Early HAT and early PVT were defined as thrombotic complications that occurred within the first 21 d.
The patients with thrombotic complications were compared in a 1:1 match with the same number of nonconsecutive control patients who underwent LT in the same study period without developing these complications. The chosen matching parameters were: Patient graft and donor characteristics (age, sex, BMI), indication for transplantation, procedure details, United Network for Organ Sharing (UNOS) classification, body mass index (BMI), WIT, CIT, the volume of blood products transfused, and conventional laboratory coagulation analysis.
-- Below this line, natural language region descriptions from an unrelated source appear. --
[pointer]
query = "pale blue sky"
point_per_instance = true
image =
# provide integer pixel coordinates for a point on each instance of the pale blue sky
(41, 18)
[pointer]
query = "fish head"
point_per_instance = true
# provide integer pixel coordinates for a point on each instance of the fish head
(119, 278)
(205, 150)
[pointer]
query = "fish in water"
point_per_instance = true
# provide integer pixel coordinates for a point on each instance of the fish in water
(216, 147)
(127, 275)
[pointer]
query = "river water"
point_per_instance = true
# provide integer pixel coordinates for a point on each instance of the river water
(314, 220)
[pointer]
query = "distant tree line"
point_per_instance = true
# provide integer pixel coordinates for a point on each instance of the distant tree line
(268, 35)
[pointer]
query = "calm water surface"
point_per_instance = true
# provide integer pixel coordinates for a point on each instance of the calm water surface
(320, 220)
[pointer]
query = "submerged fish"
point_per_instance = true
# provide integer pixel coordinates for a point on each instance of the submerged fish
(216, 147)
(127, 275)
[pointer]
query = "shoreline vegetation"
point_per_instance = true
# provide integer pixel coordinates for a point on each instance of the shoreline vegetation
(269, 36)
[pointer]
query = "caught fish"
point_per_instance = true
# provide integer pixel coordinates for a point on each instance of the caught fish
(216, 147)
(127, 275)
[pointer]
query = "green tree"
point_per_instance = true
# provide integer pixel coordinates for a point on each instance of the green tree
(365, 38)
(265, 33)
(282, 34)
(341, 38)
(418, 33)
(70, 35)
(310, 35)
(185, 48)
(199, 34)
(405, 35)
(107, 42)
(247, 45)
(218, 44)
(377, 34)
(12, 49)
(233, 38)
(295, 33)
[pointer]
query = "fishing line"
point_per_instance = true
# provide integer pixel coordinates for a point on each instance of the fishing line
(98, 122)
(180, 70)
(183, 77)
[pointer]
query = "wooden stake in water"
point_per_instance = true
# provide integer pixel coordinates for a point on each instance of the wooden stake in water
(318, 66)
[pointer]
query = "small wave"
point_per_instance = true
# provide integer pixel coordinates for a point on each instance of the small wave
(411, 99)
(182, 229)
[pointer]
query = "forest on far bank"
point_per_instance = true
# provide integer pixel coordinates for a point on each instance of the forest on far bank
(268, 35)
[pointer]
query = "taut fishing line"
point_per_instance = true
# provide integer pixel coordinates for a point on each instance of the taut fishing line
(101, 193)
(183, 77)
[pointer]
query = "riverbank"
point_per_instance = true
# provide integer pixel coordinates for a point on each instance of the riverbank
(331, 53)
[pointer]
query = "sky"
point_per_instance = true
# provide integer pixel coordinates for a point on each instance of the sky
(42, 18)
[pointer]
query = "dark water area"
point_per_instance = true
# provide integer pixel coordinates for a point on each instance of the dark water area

Liver transplants were performed following a standardized anesthetic protocol: The patients were monitored with two invasive radial artery blood pressure gauges. A two-lumen (14 Gauge) central venous catheter was inserted into the left jugular vein under echo-guidance, and a Swan-Ganz catheter was placed in the right jugular vein. General anesthesia induction was obtained with fentanyl (2-3 µg/kg), propofol (2-3 mg/kg) and cisatracurium (0.1-0.2 mg/kg), and maintained with desflurane following Bispectral Index monitoring (BIS, Medtronic®).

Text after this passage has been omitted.